İzmir’in Gediz Deltası Türkiye’nin ilk UNESCO Dünya Doğa Mirası olabilir

İzmir’in Gediz Deltası, Türkiye’nin kıyı sulak alanlarından en büyük yüz ölçümüne sahip olanlarından biri ve flamingoların da yuvası olarak bilinmekte. Yeni yayınlanan akademik raporun belirttiğine göre UNESCO Dünya Doğa Mirası kriterlerinin tamamını yani 4 kriteri de sağlamakta. Doğa Derneği, alanın UNESCO Dünya Doğa Mirası ilan edilmesini talep ediyor.

1975 yılında yürürlüğe giren Dünya Kültürel ve Doğal Mirasın Korunması Sözleşmesi ile UNESCO Dünya Mirası kavramı uluslararası bir koruma statüsü olarak tanımakta.
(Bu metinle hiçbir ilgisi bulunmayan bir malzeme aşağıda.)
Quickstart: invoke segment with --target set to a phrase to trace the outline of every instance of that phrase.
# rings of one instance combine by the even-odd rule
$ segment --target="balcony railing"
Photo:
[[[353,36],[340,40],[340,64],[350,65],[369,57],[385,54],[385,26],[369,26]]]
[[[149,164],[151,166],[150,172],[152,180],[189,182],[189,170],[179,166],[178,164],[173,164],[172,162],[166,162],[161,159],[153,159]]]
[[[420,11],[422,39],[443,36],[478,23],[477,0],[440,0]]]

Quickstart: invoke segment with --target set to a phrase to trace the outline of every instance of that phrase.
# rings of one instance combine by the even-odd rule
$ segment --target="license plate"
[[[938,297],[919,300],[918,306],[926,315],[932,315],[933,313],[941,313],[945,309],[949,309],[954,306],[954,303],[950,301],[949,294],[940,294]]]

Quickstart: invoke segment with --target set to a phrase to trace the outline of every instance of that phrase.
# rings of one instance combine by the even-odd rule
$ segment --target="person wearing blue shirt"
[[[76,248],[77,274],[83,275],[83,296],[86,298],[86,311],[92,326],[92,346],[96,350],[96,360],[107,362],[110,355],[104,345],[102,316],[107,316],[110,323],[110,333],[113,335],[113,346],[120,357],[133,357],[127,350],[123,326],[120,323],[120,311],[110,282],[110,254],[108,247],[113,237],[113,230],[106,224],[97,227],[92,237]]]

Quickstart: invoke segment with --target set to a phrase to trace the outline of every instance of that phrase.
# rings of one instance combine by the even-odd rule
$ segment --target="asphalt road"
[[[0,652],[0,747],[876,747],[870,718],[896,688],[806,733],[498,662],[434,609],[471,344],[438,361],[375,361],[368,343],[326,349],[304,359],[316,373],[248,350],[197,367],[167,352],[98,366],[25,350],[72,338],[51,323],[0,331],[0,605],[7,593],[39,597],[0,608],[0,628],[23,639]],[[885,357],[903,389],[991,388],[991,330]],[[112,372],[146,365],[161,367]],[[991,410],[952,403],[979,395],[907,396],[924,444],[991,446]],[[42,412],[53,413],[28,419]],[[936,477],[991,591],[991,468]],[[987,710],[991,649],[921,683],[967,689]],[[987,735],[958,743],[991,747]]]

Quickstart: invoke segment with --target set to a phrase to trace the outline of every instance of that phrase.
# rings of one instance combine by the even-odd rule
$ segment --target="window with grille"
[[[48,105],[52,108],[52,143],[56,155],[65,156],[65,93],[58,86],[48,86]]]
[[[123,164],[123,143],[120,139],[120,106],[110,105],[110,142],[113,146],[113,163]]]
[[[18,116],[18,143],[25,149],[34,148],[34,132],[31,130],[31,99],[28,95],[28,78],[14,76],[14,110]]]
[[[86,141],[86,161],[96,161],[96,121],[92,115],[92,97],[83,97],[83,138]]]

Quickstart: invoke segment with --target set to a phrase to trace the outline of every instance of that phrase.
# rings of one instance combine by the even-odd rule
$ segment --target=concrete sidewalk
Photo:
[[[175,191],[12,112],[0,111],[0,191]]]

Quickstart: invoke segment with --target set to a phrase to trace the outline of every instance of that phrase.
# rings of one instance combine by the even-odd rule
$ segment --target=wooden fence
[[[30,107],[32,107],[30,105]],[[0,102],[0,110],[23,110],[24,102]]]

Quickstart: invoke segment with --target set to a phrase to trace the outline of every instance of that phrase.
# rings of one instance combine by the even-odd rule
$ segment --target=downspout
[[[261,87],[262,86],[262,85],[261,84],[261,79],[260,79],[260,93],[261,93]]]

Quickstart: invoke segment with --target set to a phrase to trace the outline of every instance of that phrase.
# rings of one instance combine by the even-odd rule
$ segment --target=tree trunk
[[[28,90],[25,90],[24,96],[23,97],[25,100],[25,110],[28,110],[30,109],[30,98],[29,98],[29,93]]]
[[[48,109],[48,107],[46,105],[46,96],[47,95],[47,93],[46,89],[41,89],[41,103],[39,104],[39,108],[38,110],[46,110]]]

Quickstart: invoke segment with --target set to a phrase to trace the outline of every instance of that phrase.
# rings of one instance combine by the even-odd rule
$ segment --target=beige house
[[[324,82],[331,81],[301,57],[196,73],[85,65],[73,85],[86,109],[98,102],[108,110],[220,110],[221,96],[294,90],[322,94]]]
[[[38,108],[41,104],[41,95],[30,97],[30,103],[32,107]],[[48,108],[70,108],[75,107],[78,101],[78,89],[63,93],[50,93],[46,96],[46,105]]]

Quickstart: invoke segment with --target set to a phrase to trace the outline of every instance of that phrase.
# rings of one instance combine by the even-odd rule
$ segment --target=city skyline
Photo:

UNESCO Dünya Mirası alanlarının toplamda on kriteri bulunmakta. Kriterlerin altısı kültürel, dördü ise doğayla ilgili. Dünya Miras Komitesi tarafından belirlenen olağanüstü evrensel değerini ölçen dört doğal kriterden sadece birini karşılaması durumunda, bir alanın UNESCO Dünya Doğa Mirası Listesi’ne dâhil edilebilmekte.
 
Türkiye’de bugüne kadar on yedi kültürel, iki de karma Dünya Mirası ilan edildi. Buna rağmen henüz UNESCO Dünya Doğa Mirası statüsüne sahip bir alan ilan ülkemizde edilmiş durumda değil. Prof. Dr. Ahmet Karataş, Yrd. Doç. Erol Kesici ve Doğa Derneği Koruma Programı Koordinatörü Itri Levent Erkol’un hazırladığı rapora göre Türkiye’nin en büyük yüz ölçümüne sahip kıyı sulak alanlarından biri olan İzmir’in Gediz Deltası, UNESCO’nun Dünya Doğa Mirası ile ilgili dört kriterinin hepsini sağlıyor ve bu özelliği ile de dünyadaki nadir alanlardan biri durumunda. Gediz Deltası aynı zamanda flamingoların da yuvası.
 
158 yıldır bilimsel olarak araştırılmakta olan Gediz Deltası; yaklaşık 19 yıldan bu yana Ramsar Sözleşmesi kapsamında Uluslararası Öneme Sahip Sulak Alan statüsüne sahip. İzmir’in Gediz Deltası doğal sit alanı olarak korunmakta. UNESCO’nun 4 kriteri olan UNESCO’nun eşsiz doğal güzelliklere ve estetik öneme sahip olmak; önemli fizyografik özellikler göstermek; kara, tatlı su, kıyı ve deniz ekosistemleri ile canlı topluluklarının gelişiminde önem taşımak ve son olarak tehlike altındaki türleri içeren yaşam alanlarına sahip olmak kriterlerinin hepsini sağlamakta. Deltanın bu kriterlerden her birini hangi gerekçelerle sağladığını akademisyenler tarafından hazırlanan raporda ortaya koyulmuş.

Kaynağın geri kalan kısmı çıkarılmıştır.